Sangamo’s targeted approach, known as “safe harbor,” should avoid the risks of using traditional gene therapy to alter a cell's genome, which pastes in the new gene at a random place in the genome and can potentially turn on a cancer gene. And because the body doesn’t need much of the enzyme, modifying just a small fraction of the liver’s cells should be enough to treat the disease.

Although Hunter syndrome patients often receive weekly infusions of the missing enzyme, their blood levels drop within a day, says Sangamo CEO Sandy Macrae. The hope is that the one-time gene-editing treatment—given as a 3-hour intravenous infusion—will allow the liver to keep making the enzyme at a steady rate for years. There is a caveat, however: The enzyme Hunter patients now receive does not cross the blood-brain barrier, the tight network of cells that protects the brain from pathogens, and the livermade enzyme produced by the gene edit may not either. So the new treatment may not stop the brain damage that can occur in Hunter syndrome.
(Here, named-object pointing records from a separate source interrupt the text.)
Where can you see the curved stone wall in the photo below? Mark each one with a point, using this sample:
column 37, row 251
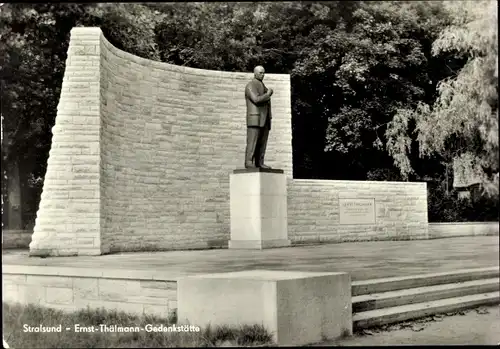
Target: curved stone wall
column 151, row 163
column 142, row 152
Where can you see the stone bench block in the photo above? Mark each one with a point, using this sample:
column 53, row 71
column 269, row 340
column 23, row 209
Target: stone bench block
column 297, row 307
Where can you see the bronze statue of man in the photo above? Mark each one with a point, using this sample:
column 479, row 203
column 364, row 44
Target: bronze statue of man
column 258, row 98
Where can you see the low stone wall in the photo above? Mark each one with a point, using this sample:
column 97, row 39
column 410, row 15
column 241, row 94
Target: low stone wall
column 70, row 289
column 341, row 211
column 447, row 230
column 16, row 238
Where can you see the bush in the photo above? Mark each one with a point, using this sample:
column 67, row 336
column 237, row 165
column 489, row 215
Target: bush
column 448, row 207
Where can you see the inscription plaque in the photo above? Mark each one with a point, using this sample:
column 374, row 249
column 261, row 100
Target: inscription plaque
column 357, row 211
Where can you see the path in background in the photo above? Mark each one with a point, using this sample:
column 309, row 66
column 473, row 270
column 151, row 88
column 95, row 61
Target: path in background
column 473, row 327
column 364, row 260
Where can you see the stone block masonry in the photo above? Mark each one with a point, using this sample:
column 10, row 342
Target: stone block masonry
column 69, row 215
column 399, row 211
column 142, row 152
column 71, row 289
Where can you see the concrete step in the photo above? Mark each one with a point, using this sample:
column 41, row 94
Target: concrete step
column 423, row 294
column 391, row 315
column 405, row 282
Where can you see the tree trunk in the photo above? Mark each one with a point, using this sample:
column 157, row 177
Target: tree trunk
column 11, row 194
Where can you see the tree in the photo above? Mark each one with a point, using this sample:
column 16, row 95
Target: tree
column 462, row 123
column 365, row 64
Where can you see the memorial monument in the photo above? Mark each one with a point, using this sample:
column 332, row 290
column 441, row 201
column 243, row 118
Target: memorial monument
column 258, row 207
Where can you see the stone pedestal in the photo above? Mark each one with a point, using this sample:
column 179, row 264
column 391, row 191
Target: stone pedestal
column 298, row 308
column 258, row 208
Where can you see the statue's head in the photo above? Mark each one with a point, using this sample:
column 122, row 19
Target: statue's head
column 259, row 72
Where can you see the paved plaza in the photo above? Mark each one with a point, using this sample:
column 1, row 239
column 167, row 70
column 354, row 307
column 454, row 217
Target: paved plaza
column 364, row 260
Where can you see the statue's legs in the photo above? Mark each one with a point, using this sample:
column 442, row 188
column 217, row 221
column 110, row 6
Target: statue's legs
column 261, row 146
column 252, row 138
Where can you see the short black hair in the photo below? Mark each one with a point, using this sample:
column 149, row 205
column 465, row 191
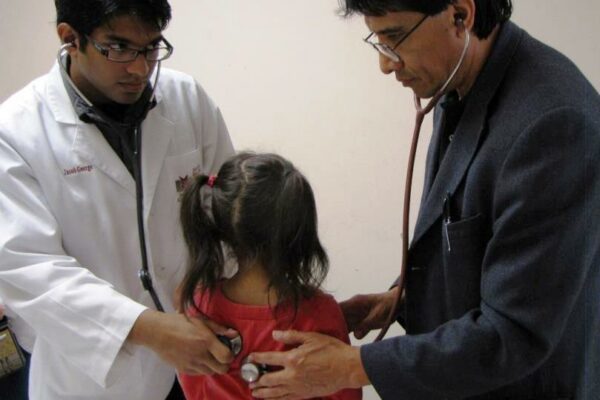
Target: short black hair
column 86, row 15
column 263, row 209
column 488, row 14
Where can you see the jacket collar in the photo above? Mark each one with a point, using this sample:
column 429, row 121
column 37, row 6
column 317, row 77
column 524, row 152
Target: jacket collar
column 469, row 131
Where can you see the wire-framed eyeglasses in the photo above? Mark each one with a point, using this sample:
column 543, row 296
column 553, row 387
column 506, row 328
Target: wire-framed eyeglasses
column 123, row 54
column 390, row 52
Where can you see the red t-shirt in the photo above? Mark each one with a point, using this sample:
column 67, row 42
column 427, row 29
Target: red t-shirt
column 321, row 313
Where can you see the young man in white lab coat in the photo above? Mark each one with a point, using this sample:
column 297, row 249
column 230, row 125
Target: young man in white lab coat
column 92, row 154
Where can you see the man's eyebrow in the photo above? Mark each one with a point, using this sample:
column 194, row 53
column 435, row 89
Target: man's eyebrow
column 394, row 30
column 120, row 39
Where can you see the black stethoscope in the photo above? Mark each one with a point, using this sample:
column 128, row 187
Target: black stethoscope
column 143, row 273
column 249, row 371
column 421, row 113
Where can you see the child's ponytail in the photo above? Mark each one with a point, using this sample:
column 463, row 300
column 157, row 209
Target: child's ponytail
column 203, row 240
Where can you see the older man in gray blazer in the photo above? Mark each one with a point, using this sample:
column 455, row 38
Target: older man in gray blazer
column 502, row 296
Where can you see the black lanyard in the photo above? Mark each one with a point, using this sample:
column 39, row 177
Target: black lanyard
column 143, row 273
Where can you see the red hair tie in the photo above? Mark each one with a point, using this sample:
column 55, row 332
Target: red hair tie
column 211, row 180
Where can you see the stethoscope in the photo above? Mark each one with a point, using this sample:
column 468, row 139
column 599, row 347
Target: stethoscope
column 249, row 371
column 143, row 273
column 420, row 116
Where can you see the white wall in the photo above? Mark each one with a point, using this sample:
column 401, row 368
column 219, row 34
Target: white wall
column 294, row 78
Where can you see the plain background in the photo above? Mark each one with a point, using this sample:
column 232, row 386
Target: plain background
column 295, row 78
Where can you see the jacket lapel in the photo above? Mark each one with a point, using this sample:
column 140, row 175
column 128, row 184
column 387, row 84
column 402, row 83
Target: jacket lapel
column 469, row 132
column 157, row 132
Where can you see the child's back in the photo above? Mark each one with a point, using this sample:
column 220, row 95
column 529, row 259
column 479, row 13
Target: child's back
column 263, row 210
column 320, row 313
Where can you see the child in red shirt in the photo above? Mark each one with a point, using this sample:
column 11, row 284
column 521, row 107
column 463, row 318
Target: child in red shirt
column 262, row 213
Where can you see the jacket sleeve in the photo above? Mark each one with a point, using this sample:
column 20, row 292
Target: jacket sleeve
column 84, row 317
column 545, row 242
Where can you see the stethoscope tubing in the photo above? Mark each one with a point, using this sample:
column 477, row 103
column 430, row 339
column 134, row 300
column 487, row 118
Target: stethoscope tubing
column 144, row 273
column 420, row 116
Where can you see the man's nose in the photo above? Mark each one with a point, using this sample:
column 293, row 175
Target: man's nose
column 387, row 65
column 140, row 66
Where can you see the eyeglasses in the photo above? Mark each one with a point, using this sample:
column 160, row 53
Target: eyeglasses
column 388, row 51
column 122, row 54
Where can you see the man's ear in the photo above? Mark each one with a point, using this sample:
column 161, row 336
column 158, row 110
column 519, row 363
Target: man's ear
column 463, row 14
column 68, row 35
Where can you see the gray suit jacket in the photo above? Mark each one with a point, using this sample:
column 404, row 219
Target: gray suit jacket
column 504, row 301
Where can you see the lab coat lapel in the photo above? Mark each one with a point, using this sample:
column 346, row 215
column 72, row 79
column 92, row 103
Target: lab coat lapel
column 157, row 132
column 89, row 143
column 469, row 132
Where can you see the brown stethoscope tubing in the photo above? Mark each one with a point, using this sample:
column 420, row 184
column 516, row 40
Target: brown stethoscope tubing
column 421, row 113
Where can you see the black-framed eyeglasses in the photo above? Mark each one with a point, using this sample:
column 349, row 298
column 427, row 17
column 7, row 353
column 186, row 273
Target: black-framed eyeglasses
column 390, row 52
column 122, row 54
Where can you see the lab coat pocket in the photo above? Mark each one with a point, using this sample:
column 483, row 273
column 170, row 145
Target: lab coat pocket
column 182, row 169
column 463, row 249
column 167, row 246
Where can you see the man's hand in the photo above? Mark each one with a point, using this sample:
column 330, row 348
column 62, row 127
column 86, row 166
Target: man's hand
column 189, row 344
column 365, row 312
column 320, row 366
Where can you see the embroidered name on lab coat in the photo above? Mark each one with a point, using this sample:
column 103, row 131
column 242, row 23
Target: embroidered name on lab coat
column 78, row 170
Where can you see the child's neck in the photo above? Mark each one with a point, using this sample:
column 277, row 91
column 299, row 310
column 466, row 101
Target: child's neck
column 250, row 286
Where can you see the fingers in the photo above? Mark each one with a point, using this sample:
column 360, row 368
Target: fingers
column 274, row 358
column 291, row 337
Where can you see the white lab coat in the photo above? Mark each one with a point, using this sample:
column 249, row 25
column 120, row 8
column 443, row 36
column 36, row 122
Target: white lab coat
column 69, row 248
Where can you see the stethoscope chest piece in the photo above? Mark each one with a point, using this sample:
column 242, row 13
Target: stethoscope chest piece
column 251, row 372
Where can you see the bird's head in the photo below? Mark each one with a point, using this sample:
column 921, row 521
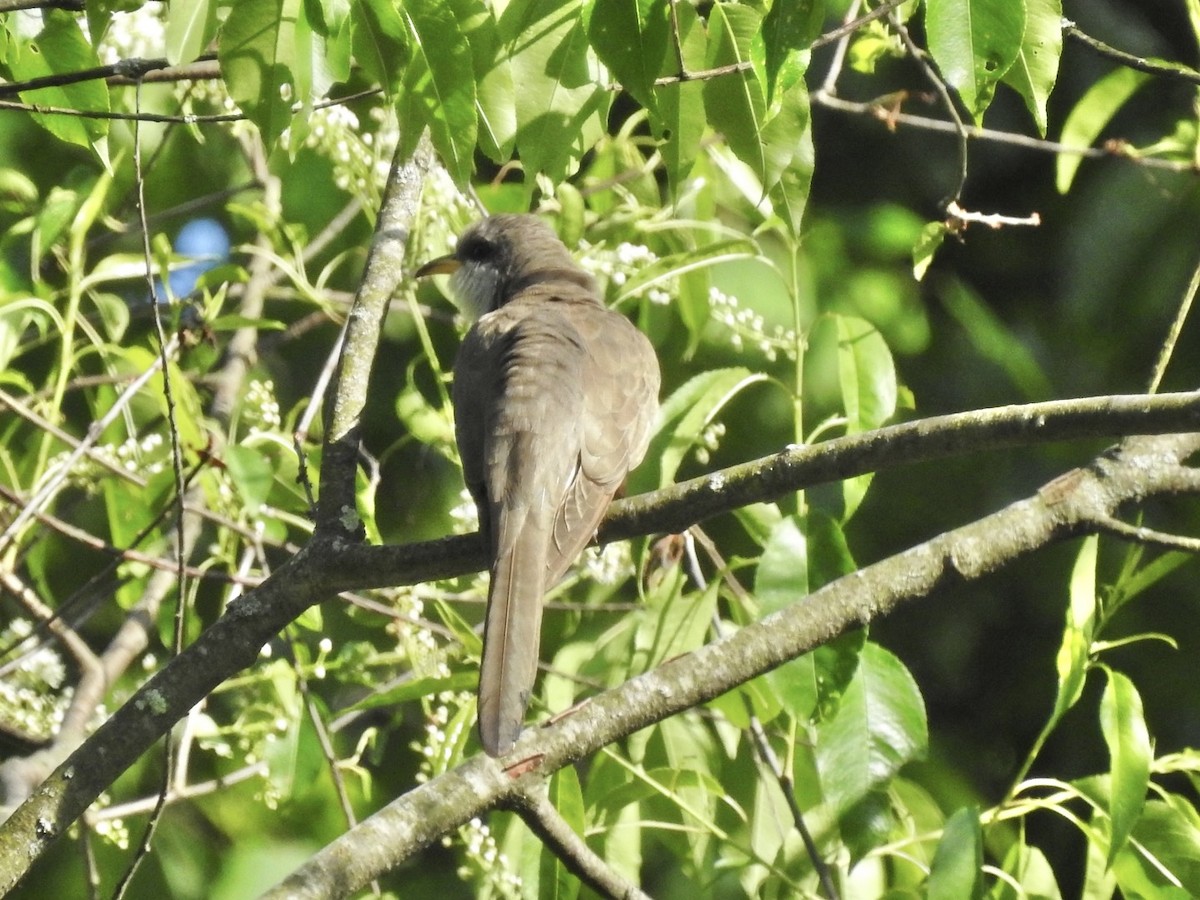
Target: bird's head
column 499, row 256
Is this the first gene-edited human?

Not quite. The trial is using a form of DNA scissors called zinc finger nucleases (ZFNs). Like the newer gene-editing technology CRISPR, ZFNs can cut both strands of the genome’s double DNA helix at a specific location. In trials several years ago, Sangamo used ZFNs to protect patients from HIV by harvesting their blood cells, disrupting a gene in them while growing in culture, and then transfusing the cells back into the patients.

However, this is the first time ZFNs have been used directly to modify DNA in living patients—so-called in vivo gene editing. This is more complicated than editing cell’s DNA in a lab dish. For one thing, researchers must use a viral vector to ferry DNA encoding the ZFNs and the new gene into the liver cells. Although this virus, called adeno-associated virus, is widely used in gene therapy and is considered safe, it can trigger a potentially dangerous immune response in some patients—usually managed with steroids.

And in vivo gene editing poses additional risks. Similar to the problem of traditional gene therapy hitting the wrong spot, ZFNs could make cuts in places where they weren’t supposed to and turn on a cancer gene. Compounding this risk, the liver cells that now contain the DNA for ZFNs will keep making the nucleases for perhaps years, even though they are no longer needed to guide the new gene to its spot in the genome. 

Sangamo’s Macrae says the company is confident that off-target cutting will be rare and would mainly occur in nonfunctioning stretches of DNA between genes. Virologist Marie-Louise Hammarskjold, who sat on a National Institutes of Health panel that approved the strategy, agrees that the safety data are convincing. “They had pretty good evidence, based on animal and cell culture experiments, that the off-target effects wouldn't be such a high risk that [the trial] was not worth trying,” says Hammarskjold, who is at the University of Virginia School of Medicine in Charlottesville.

Investigators will check for off-target effects by taking liver biopsies from some patients and looking for DNA changes, Macrae says. Even if the tests don’t find anything of concern, however, they could miss a cancerous cell somewhere in a patient’s liver that years from now will grow into a tumor, cautions gene therapy researcher Mark Kay of Stanford University in Palo Alto, California.

What’s next?

Sangamo is also testing the liver-factory gene treatment in trials now getting underway for the blood-clotting disorder hemophilia B and another metabolic disease, Hurler syndrome. “Once you show that this works and there are no horrible side effects, you could try it with many other diseases” by swapping out the inserted gene, Hammarskjold says. “That’s the big hope in this case. You don't have to reinvent the wheel every time.”